Personal information
- Born: July 19, 2003 (age 22) St. Louis, Missouri, U.S.
- Home town: Ballwin, Missouri
- Height: 1.78 m (5 ft 10 in)

Sport
- Country: United States
- Events: 3 meter springboard, 3 meter springboard synchro
- College team: Purdue University
- Club: Purdue Diving
- Coached by: Adam Soldati

Medal record
Men's diving
Representing United States
Pan American Games
| Bronze medal – third place | 2023 Santiago | 3 m synchro |

= Tyler Downs =

American diver (born 2003)

Tyler Downs (born July 19, 2003) is an American competitive diver. He represented the United States at the 2020 Summer Olympics and the 2024 Summer Olympics.

==Early life and education==
Tyler Downs was born on July 19, 2003, in St. Louis, Missouri. He is youngest of seven children born to Theresa and Donnie Downs. He attended Laurel Springs Online School, graduating in 2021.

==Diving career==
Downs is a six time U.S. junior national diving champion. Downs competed at the 2015, 2017, and 2019 U.S. Junior Pan American Games. He competed at the 2019 Sagamihara and Beijing World Series. At the 2018 World Junior Diving Championships, he was the silver medalist in 1-meter. At the 2019 Junior Pan American Championships, he won gold on the 3-meter and synchronized 3-meter and bronze on the 1-meter and platform.

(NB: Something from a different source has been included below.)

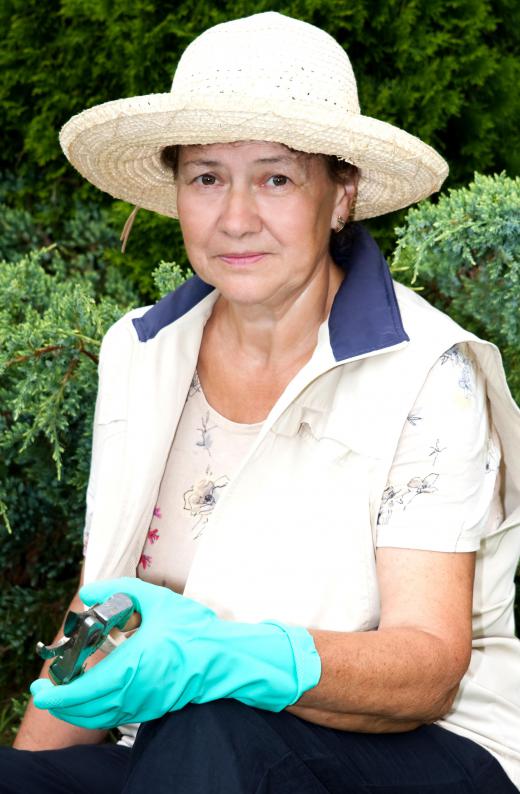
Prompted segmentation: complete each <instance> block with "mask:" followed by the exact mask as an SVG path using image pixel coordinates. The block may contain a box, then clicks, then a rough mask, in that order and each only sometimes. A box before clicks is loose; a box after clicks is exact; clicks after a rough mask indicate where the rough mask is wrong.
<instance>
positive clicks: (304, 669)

Downs qualified to represent the United States in the Men's 3 metre springboard at the 2020 Summer Olympics in Tokyo after triumphing in the event at the U.S. Olympic trials and in the process defeating his hero, David Boudia. However, in Tokyo he failed to proceed beyond the preliminary round, finishing 23rd in a field of 29 divers.

==Personal life==
Downs lives in Ballwin, Missouri. He committed to attending Purdue University in West Lafayette, Indiana in the Fall 2021, to compete for the "Boilermakers" swimming and diving squad. As of September 22, 2022, however, he was no longer a student at Purdue.